Datavault-UK / automate-dv

A free to use dbt package for creating and loading Data Vault 2.0 compliant Data Warehouses (powered by dbt, an open source data engineering tool, registered trademark of dbt Labs)
https://www.automate-dv.com
Apache License 2.0
511 stars 131 forks source link

[FEATURE] Support Athena Adapter #251

Open GabrielEisenbergOlympus opened 1 month ago

GabrielEisenbergOlympus commented 1 month ago

Is your feature request related to a problem? Please describe. I am using the dbt-athena adapter which was recently taken over by dbt-labs and was announced as being GA. AutomateDV complains that it does not have the three following macros:

  1. athena__cast_date
  2. athena__cast_datetime
  3. athena__get_escape_characters

Describe the solution you'd like Add these macros to the project. They seem relatively easy to add. As I am new to the project, I might be missing the nuances and complexities of adding a new adapter.

Describe alternatives you've considered None

Additional context The Athena escape character is a double quote.

The casting can be done along the lines of:

date(date_parse('2022-10-20', '%Y-%m-%d'))
date_parse('2022-10-20 05:00:01', '%Y-%m-%d %h:%i:%s')
from_iso8601_timestamp('2022-10-20T05:00:01.000Z')

I'm waiting on approval to contribute back but if someone can do this sooner than later, please feel free! 😄

GabrielEisenbergOlympus commented 1 month ago

As an attempt I did the following. Obviously, feel free to modify/correct the code.

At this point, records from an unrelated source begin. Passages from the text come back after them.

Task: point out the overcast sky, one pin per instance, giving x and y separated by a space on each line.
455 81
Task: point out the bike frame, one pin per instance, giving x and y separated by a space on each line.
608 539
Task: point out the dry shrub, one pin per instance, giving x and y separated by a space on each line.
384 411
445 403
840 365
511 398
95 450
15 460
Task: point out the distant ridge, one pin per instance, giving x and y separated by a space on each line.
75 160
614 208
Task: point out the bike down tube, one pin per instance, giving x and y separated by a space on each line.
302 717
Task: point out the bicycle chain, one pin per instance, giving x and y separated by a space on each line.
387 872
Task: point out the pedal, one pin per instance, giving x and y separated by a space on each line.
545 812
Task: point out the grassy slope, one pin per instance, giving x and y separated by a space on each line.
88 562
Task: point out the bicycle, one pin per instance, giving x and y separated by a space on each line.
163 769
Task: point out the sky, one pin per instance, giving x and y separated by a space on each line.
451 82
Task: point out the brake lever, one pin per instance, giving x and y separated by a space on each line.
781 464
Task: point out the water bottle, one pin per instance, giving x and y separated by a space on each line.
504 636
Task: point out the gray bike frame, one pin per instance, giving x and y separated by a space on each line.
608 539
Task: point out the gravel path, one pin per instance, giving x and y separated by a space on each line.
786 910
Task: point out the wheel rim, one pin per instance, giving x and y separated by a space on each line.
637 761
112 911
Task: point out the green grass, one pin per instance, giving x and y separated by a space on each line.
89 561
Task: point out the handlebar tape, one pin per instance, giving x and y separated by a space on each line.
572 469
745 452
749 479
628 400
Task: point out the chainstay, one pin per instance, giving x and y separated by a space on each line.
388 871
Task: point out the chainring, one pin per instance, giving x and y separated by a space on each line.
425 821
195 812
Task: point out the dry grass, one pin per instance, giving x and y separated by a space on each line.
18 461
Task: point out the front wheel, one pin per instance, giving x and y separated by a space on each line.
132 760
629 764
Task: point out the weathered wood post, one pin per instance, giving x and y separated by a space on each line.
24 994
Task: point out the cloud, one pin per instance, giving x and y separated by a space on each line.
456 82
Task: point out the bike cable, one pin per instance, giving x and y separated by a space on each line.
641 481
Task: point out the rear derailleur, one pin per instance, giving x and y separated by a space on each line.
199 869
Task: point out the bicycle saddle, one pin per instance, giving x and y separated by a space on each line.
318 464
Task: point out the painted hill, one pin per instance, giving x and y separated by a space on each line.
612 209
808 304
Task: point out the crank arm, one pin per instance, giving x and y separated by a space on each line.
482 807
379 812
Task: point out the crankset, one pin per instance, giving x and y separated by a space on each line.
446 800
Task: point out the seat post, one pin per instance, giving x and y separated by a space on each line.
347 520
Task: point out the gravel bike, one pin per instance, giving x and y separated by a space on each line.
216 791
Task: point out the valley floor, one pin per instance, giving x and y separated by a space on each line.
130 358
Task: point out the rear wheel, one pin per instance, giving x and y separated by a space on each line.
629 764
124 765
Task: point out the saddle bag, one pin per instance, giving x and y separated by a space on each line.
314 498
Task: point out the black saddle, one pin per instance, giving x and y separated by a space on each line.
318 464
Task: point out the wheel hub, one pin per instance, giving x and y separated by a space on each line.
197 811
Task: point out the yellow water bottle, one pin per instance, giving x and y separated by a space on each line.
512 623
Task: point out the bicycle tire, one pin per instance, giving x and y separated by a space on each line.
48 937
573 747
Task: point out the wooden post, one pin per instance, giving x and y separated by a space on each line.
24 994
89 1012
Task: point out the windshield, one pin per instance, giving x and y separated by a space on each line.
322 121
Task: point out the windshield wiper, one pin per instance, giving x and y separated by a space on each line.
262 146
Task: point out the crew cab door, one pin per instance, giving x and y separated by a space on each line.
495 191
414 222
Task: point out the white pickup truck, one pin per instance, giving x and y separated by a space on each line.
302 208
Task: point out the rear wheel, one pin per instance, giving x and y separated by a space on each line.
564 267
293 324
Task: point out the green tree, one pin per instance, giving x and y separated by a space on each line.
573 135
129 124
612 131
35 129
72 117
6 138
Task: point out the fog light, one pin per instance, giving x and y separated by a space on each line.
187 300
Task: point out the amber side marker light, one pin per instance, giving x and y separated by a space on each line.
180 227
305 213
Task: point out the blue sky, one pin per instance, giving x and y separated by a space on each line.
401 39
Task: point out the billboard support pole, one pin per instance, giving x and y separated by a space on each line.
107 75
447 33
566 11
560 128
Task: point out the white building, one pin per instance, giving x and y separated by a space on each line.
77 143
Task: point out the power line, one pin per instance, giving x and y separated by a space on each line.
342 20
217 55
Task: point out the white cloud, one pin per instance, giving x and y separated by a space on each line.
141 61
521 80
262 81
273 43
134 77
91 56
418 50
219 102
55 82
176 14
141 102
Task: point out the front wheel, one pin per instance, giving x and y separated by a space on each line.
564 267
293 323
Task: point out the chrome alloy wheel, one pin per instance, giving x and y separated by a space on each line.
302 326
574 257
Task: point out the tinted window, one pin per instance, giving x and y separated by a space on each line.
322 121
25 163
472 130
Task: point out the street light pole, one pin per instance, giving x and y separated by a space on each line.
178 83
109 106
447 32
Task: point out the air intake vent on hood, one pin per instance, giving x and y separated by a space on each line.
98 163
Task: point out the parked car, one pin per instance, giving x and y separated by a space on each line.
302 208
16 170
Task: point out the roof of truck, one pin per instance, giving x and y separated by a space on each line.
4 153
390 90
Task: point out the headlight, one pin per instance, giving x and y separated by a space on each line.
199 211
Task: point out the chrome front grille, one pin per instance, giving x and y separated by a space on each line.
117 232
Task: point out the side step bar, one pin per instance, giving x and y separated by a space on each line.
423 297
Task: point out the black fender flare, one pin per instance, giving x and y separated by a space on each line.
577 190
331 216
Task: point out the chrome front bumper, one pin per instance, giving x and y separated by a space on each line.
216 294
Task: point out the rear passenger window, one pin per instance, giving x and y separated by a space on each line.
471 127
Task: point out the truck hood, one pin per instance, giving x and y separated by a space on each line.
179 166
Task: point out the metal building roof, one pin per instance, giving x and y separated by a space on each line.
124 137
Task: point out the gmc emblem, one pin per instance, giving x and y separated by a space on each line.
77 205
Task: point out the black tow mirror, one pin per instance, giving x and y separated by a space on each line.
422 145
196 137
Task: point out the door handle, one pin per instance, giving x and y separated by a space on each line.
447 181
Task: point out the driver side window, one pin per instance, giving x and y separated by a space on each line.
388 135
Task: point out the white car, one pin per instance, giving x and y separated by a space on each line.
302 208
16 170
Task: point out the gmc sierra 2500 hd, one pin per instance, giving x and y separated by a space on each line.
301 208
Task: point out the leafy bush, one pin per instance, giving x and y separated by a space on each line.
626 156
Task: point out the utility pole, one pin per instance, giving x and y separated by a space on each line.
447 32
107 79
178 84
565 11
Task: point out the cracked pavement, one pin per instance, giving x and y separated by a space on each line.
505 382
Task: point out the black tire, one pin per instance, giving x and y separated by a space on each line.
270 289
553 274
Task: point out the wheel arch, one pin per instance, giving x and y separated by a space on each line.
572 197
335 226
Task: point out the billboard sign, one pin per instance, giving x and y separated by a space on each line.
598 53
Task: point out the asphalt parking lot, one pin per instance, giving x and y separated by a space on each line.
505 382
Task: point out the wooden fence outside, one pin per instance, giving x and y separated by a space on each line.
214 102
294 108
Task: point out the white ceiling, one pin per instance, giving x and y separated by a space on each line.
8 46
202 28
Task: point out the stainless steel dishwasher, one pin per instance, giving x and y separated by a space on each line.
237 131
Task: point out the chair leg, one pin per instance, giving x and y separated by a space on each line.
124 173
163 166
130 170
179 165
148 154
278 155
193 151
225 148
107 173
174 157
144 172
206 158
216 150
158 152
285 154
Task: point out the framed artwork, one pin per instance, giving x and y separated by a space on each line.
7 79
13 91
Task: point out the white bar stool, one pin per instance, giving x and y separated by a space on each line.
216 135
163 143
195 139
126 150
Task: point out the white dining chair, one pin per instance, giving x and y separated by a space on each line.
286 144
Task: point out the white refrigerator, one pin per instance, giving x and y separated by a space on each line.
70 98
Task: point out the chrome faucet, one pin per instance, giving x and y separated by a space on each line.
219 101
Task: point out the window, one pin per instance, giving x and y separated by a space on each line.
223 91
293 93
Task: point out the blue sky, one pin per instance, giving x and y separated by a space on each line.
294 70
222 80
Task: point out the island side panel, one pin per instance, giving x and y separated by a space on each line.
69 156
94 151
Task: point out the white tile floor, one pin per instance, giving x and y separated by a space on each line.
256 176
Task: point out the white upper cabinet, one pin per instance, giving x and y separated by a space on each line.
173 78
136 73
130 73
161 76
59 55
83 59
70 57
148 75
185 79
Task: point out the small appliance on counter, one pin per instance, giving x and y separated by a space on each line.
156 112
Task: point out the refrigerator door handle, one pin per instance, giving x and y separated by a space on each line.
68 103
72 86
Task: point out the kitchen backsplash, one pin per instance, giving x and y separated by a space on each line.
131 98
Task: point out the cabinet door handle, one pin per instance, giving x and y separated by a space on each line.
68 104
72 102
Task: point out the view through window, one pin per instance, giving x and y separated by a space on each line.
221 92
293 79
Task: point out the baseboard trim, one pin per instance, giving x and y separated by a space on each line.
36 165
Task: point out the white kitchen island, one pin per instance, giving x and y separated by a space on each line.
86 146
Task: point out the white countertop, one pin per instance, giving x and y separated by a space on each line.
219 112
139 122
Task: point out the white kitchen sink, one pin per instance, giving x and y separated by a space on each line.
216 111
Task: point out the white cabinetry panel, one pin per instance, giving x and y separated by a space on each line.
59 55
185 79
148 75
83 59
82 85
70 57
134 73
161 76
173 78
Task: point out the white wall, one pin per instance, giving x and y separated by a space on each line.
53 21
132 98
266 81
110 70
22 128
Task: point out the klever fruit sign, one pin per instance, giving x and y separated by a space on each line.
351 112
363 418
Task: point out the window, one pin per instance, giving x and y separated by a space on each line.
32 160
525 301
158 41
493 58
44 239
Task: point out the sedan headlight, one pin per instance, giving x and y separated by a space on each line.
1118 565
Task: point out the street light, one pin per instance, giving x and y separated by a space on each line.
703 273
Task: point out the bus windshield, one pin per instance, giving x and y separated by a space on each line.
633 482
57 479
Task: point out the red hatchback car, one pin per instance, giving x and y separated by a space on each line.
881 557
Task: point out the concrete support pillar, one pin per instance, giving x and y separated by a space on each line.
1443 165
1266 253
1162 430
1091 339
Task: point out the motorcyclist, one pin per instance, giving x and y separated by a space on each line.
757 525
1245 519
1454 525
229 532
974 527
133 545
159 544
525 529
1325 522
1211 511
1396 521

At macros/internal/metadata_processing/get_escape_characters.sql, I added:

{%- macro athena__get_escape_characters() %}
    {%- do return (('"', '"')) -%}
{%- endmacro %}

At macros/supporting/casting/cast_date.sql, I added:

{%- macro athena__cast_date(column_str, as_string=false, alias=none) -%}
    {%- if not as_string -%}
        date_parse({{ column_str }}, '%Y-%m-%d')
    {%- else -%}
        date_parse('{{ column_str }}', '%Y-%m-%d')
    {%- endif -%}
    {%- if alias %} AS {{ alias }} {%- endif %}
{%- endmacro -%}

At macros/supporting/casting/cast_datetime.sql, I added:

{%- macro athena__cast_datetime(column_str, as_string=false, alias=none, date_type=none) -%}
    from_iso8601_timestamp({{ column_str }})
    {%- if alias %} AS {{ alias }} {%- endif %}
{%- endmacro -%}

At macros/supporting/data_types/type_binary.sql, I added:

{%- macro athena__type_binary(for_dbt_compare=false) -%}
    varbinary
{%- endmacro -%}

At "macros/supporting/hash_components/select_hash_alg.sql", I added:

{% macro athena__hash_alg_md5() -%}

    {% do return("md5(to_utf8([HASH_STRING_PLACEHOLDER]))") %}

{% endmacro %}

{% macro athena__hash_alg_sha1() -%}

    {% do return("sha1(to_utf8([HASH_STRING_PLACEHOLDER]))") %}

{% endmacro %}

{% macro athena__hash_alg_sha256() -%}

    {% do return("sha2(to_utf8([HASH_STRING_PLACEHOLDER]), 256)") %}

{% endmacro %}

At macros/supporting/hash_components/standard_column_wrapper.sql, I added:

{%- macro athena__standard_column_wrapper(hash_content_casing) -%}

    {%- if hash_content_casing == 'upper' -%}
        {%- set standardise -%}
            COALESCE(UPPER(TRIM(CAST([EXPRESSION] AS {{ automate_dv.type_string() }}))), '')
        {%- endset -%}
    {%- else -%}
        {%- set standardise -%}
            COALESCE(TRIM(CAST([EXPRESSION] AS {{ automate_dv.type_string() }})), '')
        {%- endset -%}
    {%- endif -%}

    {% do return(standardise) -%}

{%- endmacro -%}

At macros/staging/null_columns.sql, I added:

{%- macro athena__null_column_sql(col_name, default_value) -%}

    {{ col_name }} AS {{ col_name ~ "_ORIGINAL" }},
    COALESCE({{ col_name }}, '{{ default_value }}') AS {{ col_name }}

{%- endmacro -%}

At macros/supporting/hash_components/null_expression.sql, I added:

{%- macro athena__null_expression(standardise, column_str, null_placeholder_string) -%}

    {%- set column_expression -%}
        COALESCE({{ standardise | replace('[EXPRESSION]', column_str) }}, '{{ null_placeholder_string }}')
    {%- endset -%}

    {% do return(column_expression) %}

{%- endmacro -%}